<論文発表>人工超格子により強誘電秩序が短距離化
A02班佐藤グループは神戸大学と共同で、人工超格子薄膜を形成することでPb(Zr,Ti)O3において典型的な強誘電的な長距離秩序がナノスケール化されることを見出し、報告いたしました。
今回、佐藤グループは各層の厚さが4 nmのPb(Zr0.65Ti0.35)O3とPb(Zr0.30Ti0.70)O3からなる人工超格子膜について、原子分解能走査透過型電子顕微鏡(STEM)観察を行い、格子定数と分極構造を直接測定しました。その結果、2層の面内方向格子定数は相互拘束のため一致していること、ならびに長距離の強誘電的秩序が存在していないことが明らかとなりました。
第一原理計算の結果から、面内の結晶格子の相互拘束が基で分極方向の競合が起こり、長距離の強誘電的秩序がみだされたものと考えられています。

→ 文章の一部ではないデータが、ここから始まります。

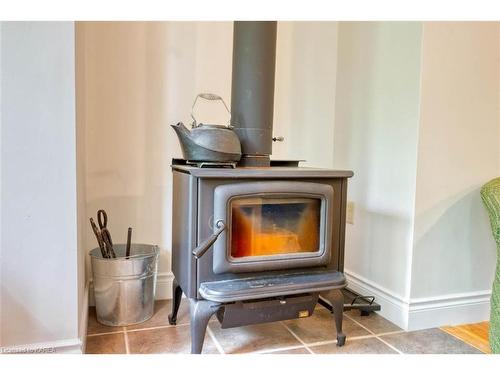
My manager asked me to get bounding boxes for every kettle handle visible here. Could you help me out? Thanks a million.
[190,93,232,128]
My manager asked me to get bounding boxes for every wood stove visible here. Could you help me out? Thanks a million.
[168,160,352,353]
[168,21,354,353]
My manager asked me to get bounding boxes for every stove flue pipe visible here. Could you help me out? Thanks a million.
[231,21,277,167]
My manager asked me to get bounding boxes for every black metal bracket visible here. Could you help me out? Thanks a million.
[318,287,381,316]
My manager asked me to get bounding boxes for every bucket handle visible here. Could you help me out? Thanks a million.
[190,93,232,128]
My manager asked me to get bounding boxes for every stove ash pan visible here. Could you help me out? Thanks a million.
[168,163,352,353]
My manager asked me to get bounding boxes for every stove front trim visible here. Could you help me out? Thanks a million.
[213,181,334,274]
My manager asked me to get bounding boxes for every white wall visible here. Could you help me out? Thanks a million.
[274,22,338,168]
[77,22,233,286]
[408,22,500,328]
[0,22,79,350]
[412,22,499,298]
[78,21,340,297]
[333,22,423,327]
[334,21,500,329]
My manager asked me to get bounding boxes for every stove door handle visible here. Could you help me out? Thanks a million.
[192,220,226,259]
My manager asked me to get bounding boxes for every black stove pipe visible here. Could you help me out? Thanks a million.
[231,21,277,167]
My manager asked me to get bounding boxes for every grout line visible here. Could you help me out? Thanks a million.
[87,330,127,337]
[344,314,403,354]
[376,330,405,337]
[88,321,191,337]
[343,313,379,337]
[343,312,366,325]
[304,340,337,348]
[123,330,131,354]
[206,325,225,355]
[306,333,375,348]
[374,336,403,354]
[122,322,190,334]
[253,344,308,354]
[343,314,404,338]
[344,313,377,334]
[279,321,314,354]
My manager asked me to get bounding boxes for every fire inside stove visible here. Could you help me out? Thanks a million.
[230,197,321,258]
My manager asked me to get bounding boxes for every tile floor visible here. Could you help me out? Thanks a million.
[85,300,483,354]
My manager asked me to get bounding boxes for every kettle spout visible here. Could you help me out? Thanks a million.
[171,122,191,137]
[171,122,193,144]
[171,122,198,160]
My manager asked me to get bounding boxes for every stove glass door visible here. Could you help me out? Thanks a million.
[213,181,333,274]
[230,197,321,258]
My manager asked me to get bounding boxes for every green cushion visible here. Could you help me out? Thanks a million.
[480,178,500,353]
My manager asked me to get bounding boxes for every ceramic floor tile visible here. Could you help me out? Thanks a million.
[85,333,127,354]
[345,310,402,335]
[87,307,124,335]
[283,308,370,344]
[126,325,218,354]
[311,337,397,354]
[209,321,302,354]
[125,299,191,331]
[382,329,483,354]
[265,347,311,354]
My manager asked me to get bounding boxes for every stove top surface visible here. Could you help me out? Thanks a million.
[171,159,354,179]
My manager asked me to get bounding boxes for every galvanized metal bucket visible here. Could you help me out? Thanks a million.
[90,244,159,326]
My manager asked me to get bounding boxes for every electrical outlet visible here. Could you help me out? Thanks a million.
[346,201,354,224]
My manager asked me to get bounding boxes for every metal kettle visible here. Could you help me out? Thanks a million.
[171,93,242,164]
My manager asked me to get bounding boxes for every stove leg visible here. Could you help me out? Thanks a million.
[323,289,346,346]
[189,299,220,354]
[168,278,183,325]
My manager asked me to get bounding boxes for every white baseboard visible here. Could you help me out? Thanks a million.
[407,290,491,330]
[79,281,90,354]
[89,271,175,306]
[0,338,82,354]
[345,268,491,331]
[155,271,175,300]
[345,269,409,329]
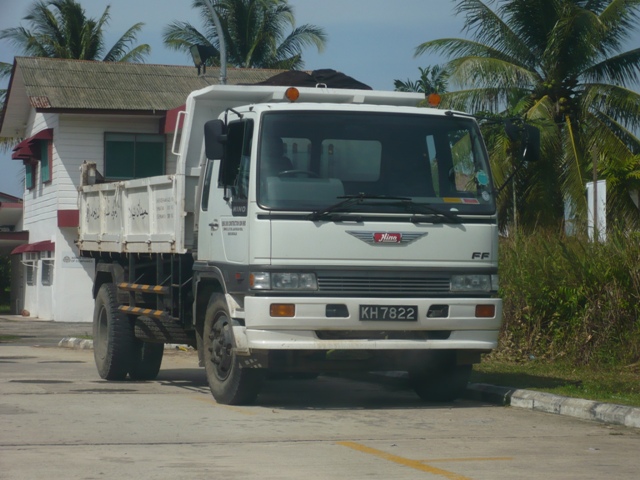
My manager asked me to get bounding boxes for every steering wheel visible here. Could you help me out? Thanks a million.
[278,170,320,178]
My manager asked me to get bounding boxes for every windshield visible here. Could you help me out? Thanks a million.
[257,110,495,215]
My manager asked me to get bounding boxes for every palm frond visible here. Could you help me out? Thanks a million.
[582,48,640,87]
[103,22,150,62]
[588,109,640,156]
[448,56,540,91]
[582,83,640,131]
[416,38,524,67]
[164,0,325,69]
[598,0,640,54]
[455,0,534,62]
[0,0,148,62]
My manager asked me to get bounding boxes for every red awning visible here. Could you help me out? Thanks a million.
[162,105,186,134]
[11,240,55,255]
[12,128,53,161]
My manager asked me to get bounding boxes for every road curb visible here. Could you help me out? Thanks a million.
[58,337,193,351]
[467,382,640,429]
[58,337,93,349]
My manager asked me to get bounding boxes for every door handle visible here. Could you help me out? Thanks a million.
[209,220,219,231]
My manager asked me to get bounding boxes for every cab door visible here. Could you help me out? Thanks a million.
[198,118,254,264]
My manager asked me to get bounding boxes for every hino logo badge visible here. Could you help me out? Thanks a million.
[347,231,428,245]
[374,232,401,243]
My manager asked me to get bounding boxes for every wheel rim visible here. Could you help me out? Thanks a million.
[95,305,108,361]
[209,315,234,381]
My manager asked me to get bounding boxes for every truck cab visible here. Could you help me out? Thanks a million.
[193,87,501,404]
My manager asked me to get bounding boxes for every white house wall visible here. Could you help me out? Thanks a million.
[54,229,95,322]
[20,112,58,319]
[56,114,167,209]
[20,112,174,321]
[22,112,59,236]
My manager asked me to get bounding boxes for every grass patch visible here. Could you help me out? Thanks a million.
[0,304,10,314]
[0,335,23,343]
[472,357,640,407]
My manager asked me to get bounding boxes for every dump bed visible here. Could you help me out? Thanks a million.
[77,84,424,254]
[77,170,196,254]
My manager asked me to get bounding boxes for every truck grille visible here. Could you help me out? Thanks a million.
[316,275,450,296]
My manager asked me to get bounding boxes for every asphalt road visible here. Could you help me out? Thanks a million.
[0,315,92,347]
[2,316,640,479]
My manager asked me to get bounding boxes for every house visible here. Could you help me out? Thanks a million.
[0,56,285,321]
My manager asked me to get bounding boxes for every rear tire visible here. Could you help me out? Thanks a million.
[129,340,164,380]
[409,355,472,402]
[203,293,263,405]
[93,283,135,380]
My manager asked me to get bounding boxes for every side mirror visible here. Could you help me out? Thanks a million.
[522,124,540,163]
[495,121,541,195]
[504,120,540,163]
[204,119,226,159]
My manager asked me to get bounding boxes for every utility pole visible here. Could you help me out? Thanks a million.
[202,0,227,85]
[592,149,598,242]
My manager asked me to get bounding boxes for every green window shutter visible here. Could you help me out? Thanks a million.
[25,163,34,189]
[134,135,165,177]
[40,141,50,183]
[105,134,135,179]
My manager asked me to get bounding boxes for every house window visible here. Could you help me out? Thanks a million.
[40,141,51,183]
[25,162,36,190]
[41,251,54,286]
[24,252,37,286]
[104,133,165,179]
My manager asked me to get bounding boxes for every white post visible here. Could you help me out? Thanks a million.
[586,180,606,242]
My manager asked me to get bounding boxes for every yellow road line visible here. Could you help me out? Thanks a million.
[337,441,472,479]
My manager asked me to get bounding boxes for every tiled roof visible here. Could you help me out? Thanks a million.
[15,57,287,111]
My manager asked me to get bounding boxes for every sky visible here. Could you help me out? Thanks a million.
[1,0,638,198]
[0,0,466,197]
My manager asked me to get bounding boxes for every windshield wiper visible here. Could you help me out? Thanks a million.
[399,200,461,223]
[307,193,411,221]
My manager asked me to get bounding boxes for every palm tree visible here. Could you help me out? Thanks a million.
[163,0,326,70]
[0,0,150,62]
[0,61,11,113]
[415,0,640,232]
[394,65,449,95]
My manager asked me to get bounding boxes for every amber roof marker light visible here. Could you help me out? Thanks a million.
[285,87,300,102]
[427,93,442,107]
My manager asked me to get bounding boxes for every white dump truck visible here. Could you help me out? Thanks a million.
[78,82,519,405]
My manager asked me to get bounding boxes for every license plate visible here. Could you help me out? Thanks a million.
[359,305,418,321]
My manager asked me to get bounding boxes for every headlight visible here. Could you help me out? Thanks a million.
[250,272,318,291]
[450,274,493,293]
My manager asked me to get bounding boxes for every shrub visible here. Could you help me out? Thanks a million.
[498,230,640,366]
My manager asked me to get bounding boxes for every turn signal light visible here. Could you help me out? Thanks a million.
[475,305,495,318]
[270,303,295,317]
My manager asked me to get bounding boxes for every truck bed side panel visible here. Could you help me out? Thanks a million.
[78,174,192,254]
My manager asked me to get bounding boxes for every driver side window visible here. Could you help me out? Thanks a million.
[222,120,253,198]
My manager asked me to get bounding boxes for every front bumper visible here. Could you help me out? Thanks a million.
[234,296,502,351]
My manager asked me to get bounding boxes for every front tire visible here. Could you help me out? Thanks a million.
[93,283,135,380]
[129,340,164,380]
[203,294,263,405]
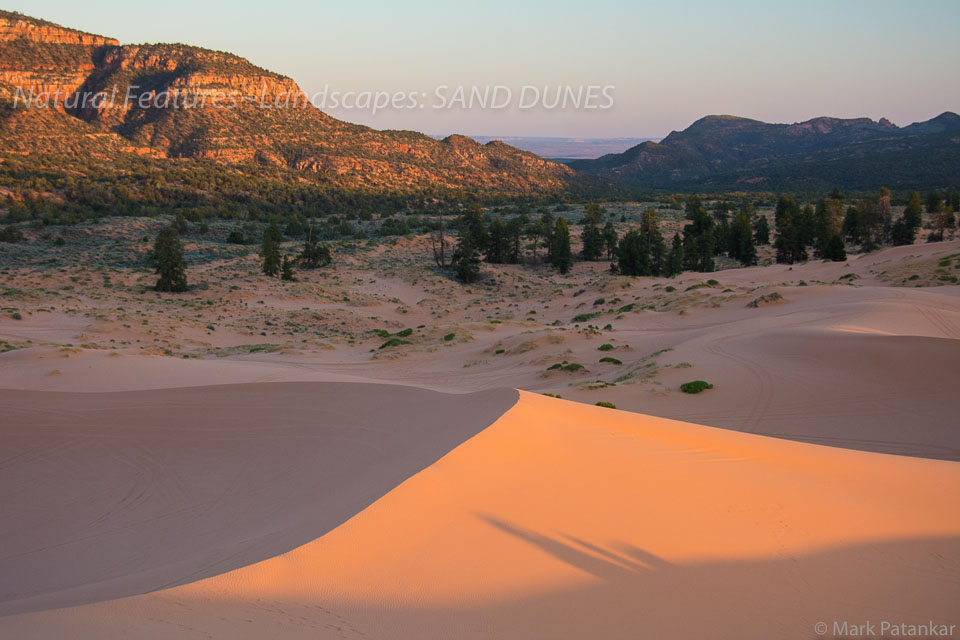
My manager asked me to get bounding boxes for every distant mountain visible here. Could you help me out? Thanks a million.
[462,136,656,160]
[0,10,587,209]
[570,112,960,191]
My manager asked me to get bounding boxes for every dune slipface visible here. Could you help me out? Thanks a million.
[1,390,958,639]
[0,382,518,616]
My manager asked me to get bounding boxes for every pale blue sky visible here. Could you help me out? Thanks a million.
[9,0,960,137]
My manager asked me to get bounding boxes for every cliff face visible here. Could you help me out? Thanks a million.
[0,11,577,197]
[0,11,118,46]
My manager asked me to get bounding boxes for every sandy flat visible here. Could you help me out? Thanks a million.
[1,390,957,639]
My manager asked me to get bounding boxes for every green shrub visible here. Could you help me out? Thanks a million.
[395,328,413,337]
[680,380,713,394]
[599,357,622,365]
[379,338,412,349]
[595,401,617,409]
[665,285,676,292]
[443,332,456,341]
[572,312,602,323]
[11,312,22,320]
[0,226,25,243]
[746,292,784,308]
[598,343,614,351]
[548,362,585,372]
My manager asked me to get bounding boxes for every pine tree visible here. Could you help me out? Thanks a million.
[773,195,807,264]
[813,199,832,258]
[540,210,555,263]
[859,199,882,251]
[486,217,508,263]
[505,216,525,264]
[616,229,652,276]
[753,215,771,245]
[903,191,923,234]
[154,226,188,292]
[682,199,715,272]
[878,187,892,243]
[581,203,604,261]
[280,255,296,281]
[639,210,667,274]
[665,232,684,277]
[798,203,817,249]
[843,205,863,244]
[730,209,757,266]
[461,205,489,253]
[452,232,482,283]
[823,234,847,261]
[524,217,545,265]
[551,217,573,274]
[602,222,618,259]
[261,222,282,277]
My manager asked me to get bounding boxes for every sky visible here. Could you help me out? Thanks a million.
[8,0,960,138]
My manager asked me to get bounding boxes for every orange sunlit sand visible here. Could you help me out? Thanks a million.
[2,387,957,639]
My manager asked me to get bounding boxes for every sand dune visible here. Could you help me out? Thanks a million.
[0,383,517,616]
[1,390,957,639]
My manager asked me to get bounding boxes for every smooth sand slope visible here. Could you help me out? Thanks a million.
[1,390,958,639]
[0,383,518,616]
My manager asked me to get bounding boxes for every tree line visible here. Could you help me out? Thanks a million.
[446,188,956,282]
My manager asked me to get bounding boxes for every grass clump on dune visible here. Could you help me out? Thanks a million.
[680,380,713,394]
[597,343,614,351]
[595,401,617,409]
[599,356,622,365]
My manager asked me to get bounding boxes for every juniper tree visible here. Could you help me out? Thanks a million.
[154,226,188,292]
[298,235,331,268]
[280,255,296,281]
[551,217,573,274]
[261,222,282,277]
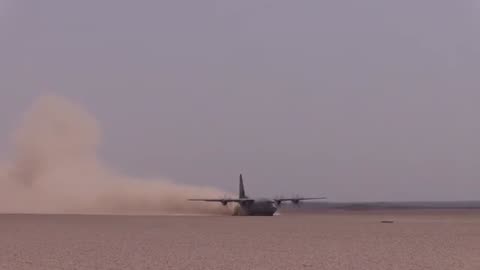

<論文> Yukio Sato, Goki Kimura, Sang Hyo Kweon, Goon Tan & Isaku Kanno, Disruption of polar order in lead zirconate titanate by composition-modulated artificial superlattice, J. Mater. Sci. 59, 8134-8146 (2024).